Paying bills falls on the spectrum of life activities somewhere between eating veggies and going to the gym — things most people know they should do, but really, really don’t feel like doing most days. Financial responsibility for consumers usually requires persuasion if one is hoping for adoption.
But among those who have contributed to the million-plus downloads Prism has netted — and among its hundreds of thousands of active users it claims monthly — Kang said the company didn’t have any persuading to do. Many of its users have come to them looking for a solution.

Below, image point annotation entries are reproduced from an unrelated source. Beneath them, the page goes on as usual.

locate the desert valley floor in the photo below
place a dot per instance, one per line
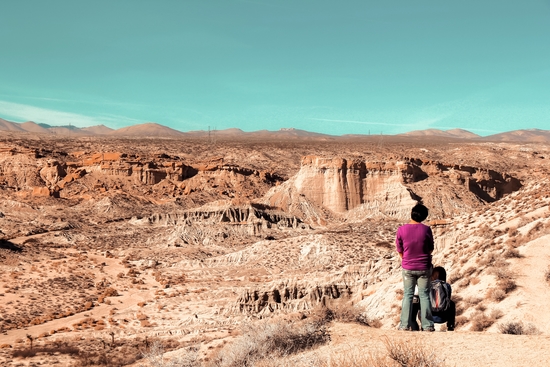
(110, 246)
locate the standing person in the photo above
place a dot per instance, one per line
(414, 243)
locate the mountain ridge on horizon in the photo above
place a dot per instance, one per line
(152, 129)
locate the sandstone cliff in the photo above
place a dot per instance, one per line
(390, 188)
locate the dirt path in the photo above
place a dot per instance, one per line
(122, 303)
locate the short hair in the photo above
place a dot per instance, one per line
(442, 274)
(419, 213)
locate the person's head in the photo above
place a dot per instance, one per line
(419, 213)
(439, 273)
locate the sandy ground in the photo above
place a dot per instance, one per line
(460, 349)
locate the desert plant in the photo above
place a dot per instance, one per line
(517, 328)
(155, 357)
(411, 354)
(482, 321)
(265, 340)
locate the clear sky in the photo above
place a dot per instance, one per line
(336, 67)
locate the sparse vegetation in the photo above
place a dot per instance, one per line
(482, 321)
(518, 328)
(269, 339)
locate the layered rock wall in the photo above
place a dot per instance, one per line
(392, 187)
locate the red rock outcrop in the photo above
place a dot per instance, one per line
(390, 188)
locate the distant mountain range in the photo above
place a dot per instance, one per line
(155, 130)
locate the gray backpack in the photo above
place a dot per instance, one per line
(440, 296)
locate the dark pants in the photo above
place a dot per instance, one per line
(447, 316)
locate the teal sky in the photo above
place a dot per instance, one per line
(336, 67)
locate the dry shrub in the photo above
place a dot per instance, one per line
(507, 285)
(511, 253)
(518, 328)
(453, 278)
(28, 353)
(496, 294)
(155, 356)
(472, 301)
(411, 354)
(268, 340)
(482, 321)
(398, 354)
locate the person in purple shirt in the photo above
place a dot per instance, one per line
(414, 243)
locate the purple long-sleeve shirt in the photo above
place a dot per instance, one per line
(416, 243)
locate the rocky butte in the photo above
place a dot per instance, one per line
(110, 244)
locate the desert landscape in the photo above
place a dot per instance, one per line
(142, 247)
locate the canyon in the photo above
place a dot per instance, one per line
(184, 240)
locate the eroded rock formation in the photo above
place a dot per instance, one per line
(388, 188)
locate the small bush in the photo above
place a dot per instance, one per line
(411, 354)
(266, 340)
(511, 253)
(518, 328)
(481, 321)
(155, 356)
(496, 294)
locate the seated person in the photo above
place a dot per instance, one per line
(440, 317)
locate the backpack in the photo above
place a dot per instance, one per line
(440, 296)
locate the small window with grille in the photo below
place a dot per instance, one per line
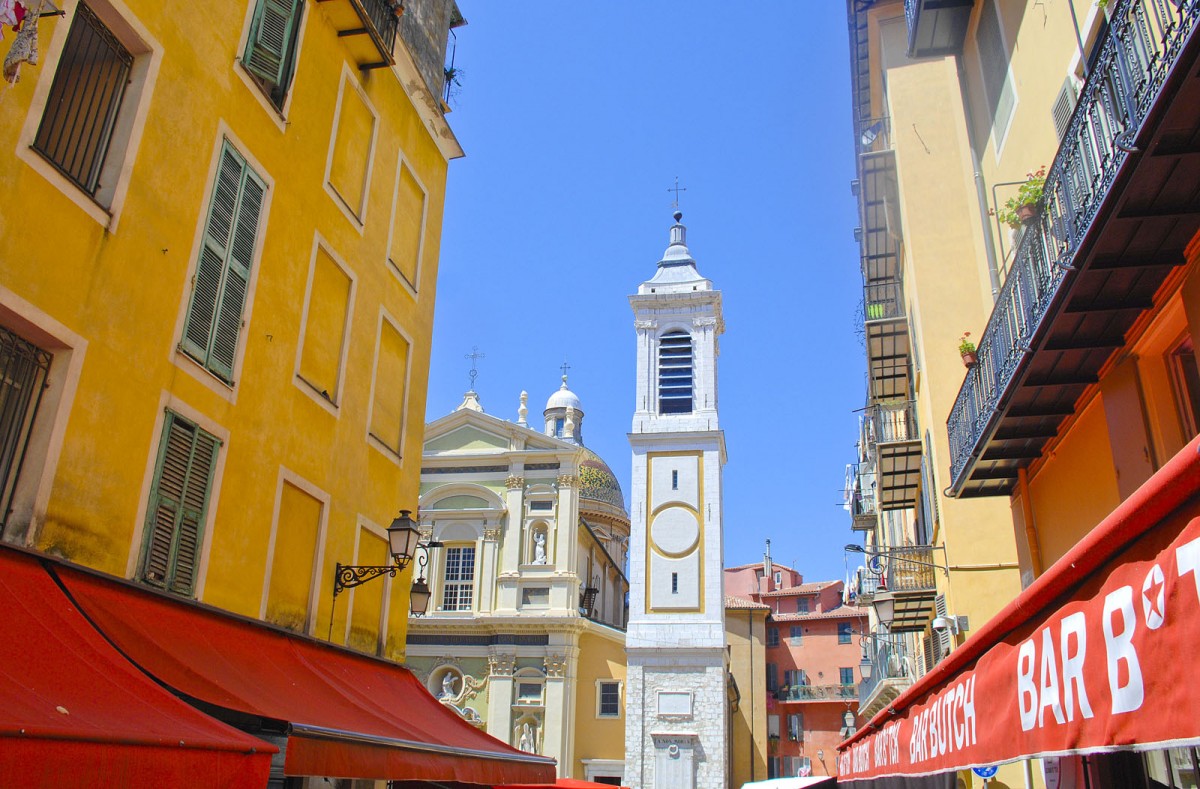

“What we find is that many customers come looking for us after they have made a mistake or two. When you read our reviews, you see a lot of people saying we saved their credit. We see people who got hit with lots of late fees because life got busy on them,” he said.
Customers also seek them out after a large life event, Kang explained — usually shortly after having a “Oh my god, I need to grow up right now and get myself organized” moment.
Organization is often an issue for consumers, particularly younger ones, he said, when it comes to making payments as opposed to actual funding.
“Consumers often have the money for their bills— that’s not the main problem we see. But life happens to people, and it’s amazing how fast it can get expensive when a few things get away from a consumer,” Kang said.
Bill payments assistance is a service many consumers need, and finding creative ways to keep consumers on top of their finances is a good investment for everyone in financial services, Kang noted; but it’s not terribly exciting. And it’s not particularly easy either: Personal finance app Mint recently exited the bill pay market because the service cost more than it brought in.
But Prism is persevering, because it’s a service consumers need now and will always need going forward. It’s incumbent on digital innovators to find a better way to bring it to them.
“One thing that is really rewarding for us is that we see people saying ‘life-changing’ often in their reviews. It’s maybe hard to imagine that a little FinTech app could be something that changes someone’s life, but if you are out of control of your finances and can get back in control of them, that really is life-changing,” he said.